The thing is, I don’t really know how to answer this question. Maybe I could not get over the fact that he cheated on my mom. Maybe I just didn’t like my stepmother and I really wanted to stay away from them. Maybe I was jealous, because he had another family. Maybe I was envious because my half-siblings lived with him and I did not want to see them happy. Maybe I was embittered because I could see that he was happy—and he could be happy even when I wasn’t around. Maybe that made me realize that, yes, he made the right decision and that he left us for the better.
Or, perhaps, it was also my fault.
Maybe I should have given him a chance. Maybe I should have talked to him more often. Maybe I should have shown more enthusiasm during his weekend visits. Maybe I should have opened up to him, just so we could have something to talk about. That could have urged him to tell me things about himself. Maybe I should have asked him more questions—about himself, his life, his work, his interests, his thoughts, his past, his fears, his regrets. Maybe I should have asked him about what really happened and why he did the things he did in the past. Maybe I should have given him a chance to explain himself.
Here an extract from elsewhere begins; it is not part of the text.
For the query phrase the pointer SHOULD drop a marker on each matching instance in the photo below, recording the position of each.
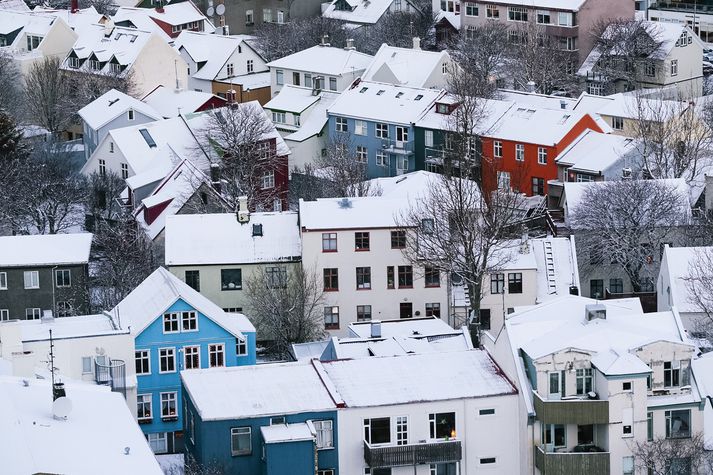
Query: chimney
(376, 328)
(243, 213)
Maybe I should have listened to him. Maybe I should have had a little more faith in him, especially during those times when he told me he’d do things for me not because he needed to but because he loved me. Maybe I should have told him, sincerely, that I knew he would. Maybe that could have made him feel better, could have assured him that I still had trust in him.
Perhaps I should not have taken him for granted. Perhaps I should not have pushed him away.
Maybe I should have done all the things I wish I had done before he died—all the things that I thought of the moment I learned that he had breathed his last.
Because if I only did, maybe I could celebrate Father’s Day with a clearer picture of him in my head and with fewer regrets. And I would know what to drink for him on his next birthday.
Mina Deocareza, 23, is a copywriter. She blogs at LRTQueen.com.